Traduction par Edmondo Fazio alias Edmond Fazy.
E. Sansot (p. 24-25).

6. — QUIPROQUOS[1]

À l’époque où beaucoup de lansquenets de Souabe et d’ailleurs servaient aux Pays-Bas, sous l’empereur Maximilien, contre les gens de Bruges, un lansquenet se confessait à un très vieux moine de Cologne :

— « Mon père, j’ai gravement péché. J’ai couché avec une nonne ! »

Il faut vous dire que, chez nous, ce mot de nonne a un double sens : il désigne non seulement une religieuse, mais encore un cochon châtré.

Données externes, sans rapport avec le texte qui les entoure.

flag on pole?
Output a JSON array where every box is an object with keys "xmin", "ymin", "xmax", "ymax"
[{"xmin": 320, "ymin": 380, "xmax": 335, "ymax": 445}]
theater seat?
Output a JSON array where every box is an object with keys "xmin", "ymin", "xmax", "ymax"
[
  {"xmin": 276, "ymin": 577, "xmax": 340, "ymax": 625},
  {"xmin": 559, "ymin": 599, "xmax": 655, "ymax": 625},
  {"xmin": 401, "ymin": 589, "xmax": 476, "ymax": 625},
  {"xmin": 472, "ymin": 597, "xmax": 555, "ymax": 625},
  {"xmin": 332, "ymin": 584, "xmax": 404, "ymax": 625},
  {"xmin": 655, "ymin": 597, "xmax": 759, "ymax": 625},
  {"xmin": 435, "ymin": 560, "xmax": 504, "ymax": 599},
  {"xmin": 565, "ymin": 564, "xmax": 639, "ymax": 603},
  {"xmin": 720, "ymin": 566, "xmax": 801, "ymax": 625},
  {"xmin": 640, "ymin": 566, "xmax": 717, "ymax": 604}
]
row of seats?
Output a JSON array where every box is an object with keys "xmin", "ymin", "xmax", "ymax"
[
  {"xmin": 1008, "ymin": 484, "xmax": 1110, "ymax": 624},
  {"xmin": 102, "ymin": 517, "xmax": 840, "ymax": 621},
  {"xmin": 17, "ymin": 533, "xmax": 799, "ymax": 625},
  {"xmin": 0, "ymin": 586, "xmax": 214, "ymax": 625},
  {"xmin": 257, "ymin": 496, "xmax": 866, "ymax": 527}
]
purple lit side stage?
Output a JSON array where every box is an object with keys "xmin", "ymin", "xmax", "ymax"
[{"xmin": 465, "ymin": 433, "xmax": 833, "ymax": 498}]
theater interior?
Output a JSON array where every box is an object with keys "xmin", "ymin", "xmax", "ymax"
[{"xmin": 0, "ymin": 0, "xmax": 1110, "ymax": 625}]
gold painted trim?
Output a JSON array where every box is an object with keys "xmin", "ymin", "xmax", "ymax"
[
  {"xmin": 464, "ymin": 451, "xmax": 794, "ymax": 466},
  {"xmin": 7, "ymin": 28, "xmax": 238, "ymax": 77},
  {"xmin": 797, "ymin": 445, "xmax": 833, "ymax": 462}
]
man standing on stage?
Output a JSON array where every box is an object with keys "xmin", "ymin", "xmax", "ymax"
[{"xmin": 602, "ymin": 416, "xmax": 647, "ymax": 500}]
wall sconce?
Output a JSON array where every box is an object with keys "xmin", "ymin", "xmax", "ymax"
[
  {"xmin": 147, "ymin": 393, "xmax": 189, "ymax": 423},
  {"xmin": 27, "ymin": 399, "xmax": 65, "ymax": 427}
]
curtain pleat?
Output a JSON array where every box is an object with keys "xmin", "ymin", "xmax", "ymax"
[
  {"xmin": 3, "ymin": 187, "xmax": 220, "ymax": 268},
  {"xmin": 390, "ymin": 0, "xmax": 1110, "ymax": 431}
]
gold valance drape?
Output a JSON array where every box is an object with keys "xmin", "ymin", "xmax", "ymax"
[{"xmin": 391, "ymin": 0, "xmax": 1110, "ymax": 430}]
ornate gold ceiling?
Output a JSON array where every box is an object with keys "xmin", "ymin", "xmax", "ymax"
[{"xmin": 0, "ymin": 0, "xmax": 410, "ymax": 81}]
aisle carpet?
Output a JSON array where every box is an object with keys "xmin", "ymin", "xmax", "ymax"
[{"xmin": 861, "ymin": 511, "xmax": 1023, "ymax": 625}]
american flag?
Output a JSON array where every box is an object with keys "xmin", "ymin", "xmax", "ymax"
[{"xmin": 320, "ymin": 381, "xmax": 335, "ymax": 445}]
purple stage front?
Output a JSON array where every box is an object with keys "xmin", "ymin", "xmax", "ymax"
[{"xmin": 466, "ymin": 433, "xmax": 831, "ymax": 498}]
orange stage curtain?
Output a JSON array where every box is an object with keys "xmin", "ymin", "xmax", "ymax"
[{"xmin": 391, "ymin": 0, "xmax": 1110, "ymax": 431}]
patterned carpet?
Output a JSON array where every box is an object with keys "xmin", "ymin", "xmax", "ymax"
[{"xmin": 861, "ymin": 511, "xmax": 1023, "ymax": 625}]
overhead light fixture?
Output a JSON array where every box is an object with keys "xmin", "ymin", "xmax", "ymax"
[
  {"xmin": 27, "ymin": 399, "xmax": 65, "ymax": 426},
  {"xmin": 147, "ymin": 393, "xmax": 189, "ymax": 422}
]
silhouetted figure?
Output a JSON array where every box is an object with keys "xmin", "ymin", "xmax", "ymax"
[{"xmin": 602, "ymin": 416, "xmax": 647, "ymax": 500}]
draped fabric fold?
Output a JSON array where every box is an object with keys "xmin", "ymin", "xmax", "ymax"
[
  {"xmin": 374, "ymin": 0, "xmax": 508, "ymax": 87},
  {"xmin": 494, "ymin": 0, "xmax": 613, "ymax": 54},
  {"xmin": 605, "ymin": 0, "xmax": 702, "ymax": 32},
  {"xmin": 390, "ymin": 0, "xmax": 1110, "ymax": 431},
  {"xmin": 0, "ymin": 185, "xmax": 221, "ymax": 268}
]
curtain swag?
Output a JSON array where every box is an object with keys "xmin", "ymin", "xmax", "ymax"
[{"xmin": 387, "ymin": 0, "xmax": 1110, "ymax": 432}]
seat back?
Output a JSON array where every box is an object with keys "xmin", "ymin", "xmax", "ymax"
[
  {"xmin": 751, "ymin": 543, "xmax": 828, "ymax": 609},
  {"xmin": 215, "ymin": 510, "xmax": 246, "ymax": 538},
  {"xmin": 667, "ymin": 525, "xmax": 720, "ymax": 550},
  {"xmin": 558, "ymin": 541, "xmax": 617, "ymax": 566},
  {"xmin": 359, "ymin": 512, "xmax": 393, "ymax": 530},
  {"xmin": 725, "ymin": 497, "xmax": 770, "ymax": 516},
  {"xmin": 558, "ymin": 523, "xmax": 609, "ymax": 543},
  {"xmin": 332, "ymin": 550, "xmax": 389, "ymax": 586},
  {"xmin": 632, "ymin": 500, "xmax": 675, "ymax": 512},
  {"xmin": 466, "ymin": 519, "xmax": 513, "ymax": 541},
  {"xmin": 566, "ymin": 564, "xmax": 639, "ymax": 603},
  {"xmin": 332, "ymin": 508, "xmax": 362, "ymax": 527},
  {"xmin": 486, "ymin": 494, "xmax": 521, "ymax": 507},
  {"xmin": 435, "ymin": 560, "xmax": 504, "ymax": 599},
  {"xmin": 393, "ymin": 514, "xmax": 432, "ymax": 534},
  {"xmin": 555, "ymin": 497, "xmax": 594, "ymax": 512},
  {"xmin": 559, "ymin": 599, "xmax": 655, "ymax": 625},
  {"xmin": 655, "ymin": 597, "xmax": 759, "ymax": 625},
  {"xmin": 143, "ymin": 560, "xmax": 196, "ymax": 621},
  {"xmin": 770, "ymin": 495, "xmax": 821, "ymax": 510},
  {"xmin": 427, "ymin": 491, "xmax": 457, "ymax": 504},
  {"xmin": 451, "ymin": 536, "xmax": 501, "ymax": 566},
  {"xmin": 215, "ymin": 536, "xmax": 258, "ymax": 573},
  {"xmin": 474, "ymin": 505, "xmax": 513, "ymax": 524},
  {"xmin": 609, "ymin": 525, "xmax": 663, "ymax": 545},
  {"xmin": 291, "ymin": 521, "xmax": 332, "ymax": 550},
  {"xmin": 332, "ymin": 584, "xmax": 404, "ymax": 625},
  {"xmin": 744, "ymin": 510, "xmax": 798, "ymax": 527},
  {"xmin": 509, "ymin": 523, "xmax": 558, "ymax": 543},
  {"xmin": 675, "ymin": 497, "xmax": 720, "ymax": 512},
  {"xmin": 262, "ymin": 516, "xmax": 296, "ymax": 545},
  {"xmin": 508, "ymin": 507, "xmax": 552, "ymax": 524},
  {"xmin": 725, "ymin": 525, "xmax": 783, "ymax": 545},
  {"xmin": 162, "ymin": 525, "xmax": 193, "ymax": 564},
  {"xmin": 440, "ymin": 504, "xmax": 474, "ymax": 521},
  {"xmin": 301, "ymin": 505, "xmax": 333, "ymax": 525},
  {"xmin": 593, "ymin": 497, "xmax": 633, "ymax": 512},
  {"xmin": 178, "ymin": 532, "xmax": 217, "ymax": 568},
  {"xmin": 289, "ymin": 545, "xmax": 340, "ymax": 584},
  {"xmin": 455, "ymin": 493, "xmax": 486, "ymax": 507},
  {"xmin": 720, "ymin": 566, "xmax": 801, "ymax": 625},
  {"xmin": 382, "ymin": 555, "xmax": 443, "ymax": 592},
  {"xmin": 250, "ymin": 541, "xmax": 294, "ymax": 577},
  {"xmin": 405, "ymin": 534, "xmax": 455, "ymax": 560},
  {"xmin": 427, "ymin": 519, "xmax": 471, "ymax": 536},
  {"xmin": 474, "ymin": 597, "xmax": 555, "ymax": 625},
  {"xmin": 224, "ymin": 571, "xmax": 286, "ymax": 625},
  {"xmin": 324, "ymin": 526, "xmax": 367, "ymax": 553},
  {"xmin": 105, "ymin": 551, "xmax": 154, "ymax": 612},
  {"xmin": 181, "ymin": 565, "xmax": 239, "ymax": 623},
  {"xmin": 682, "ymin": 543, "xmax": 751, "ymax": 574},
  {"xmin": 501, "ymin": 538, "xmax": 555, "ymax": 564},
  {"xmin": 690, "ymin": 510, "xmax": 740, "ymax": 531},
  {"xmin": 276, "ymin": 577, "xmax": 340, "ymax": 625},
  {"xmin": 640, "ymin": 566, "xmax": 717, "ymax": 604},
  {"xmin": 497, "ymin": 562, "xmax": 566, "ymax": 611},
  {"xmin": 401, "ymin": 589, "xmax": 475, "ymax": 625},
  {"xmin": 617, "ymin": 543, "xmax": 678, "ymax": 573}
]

Le moine, voyant la contrition du lansquenet, croit qu’il s’agit d’un cochon châtré :

— « Quelle horreur ! Tu es un hérétique ! Je ne peux t’accorder l’absolution. Coucher avec un animal au pied fourchu ! Vade Retro ! »

Le lansquenet se met à rire :

— « Mais non ! mais non, mon père ! c’est d’une religieuse qu’il s’agit ! »

— « Alors, je te pardonne, mon fils. Hélas ! Je voudrais bien pouvoir en faire autant ! »

Un autre lansquenet se confesse à un frocard romain :

— « J’ai couché avec une béguine ! »

Le Welsche ne sait pas ce que c’est qu’une béguine :

— « Par les cornes de Mahomet ! Qu’est-ce-là, une béguine ? »

— « Une bête ! »

— « Jésus ! Marie ! Quelle sorte de bête ? »

— « Une putain ! »

Le Welsche lance à la fois un rot de soulagement et un pet de joyeuse exhortation :

— « Puisque ce n’est qu’une femme, en avant, mon fils ! Monte à l’assaut, cogne dur, et entre par la brèche ! »

  1. Livre I, 51. Confessio lancearii seni monacho.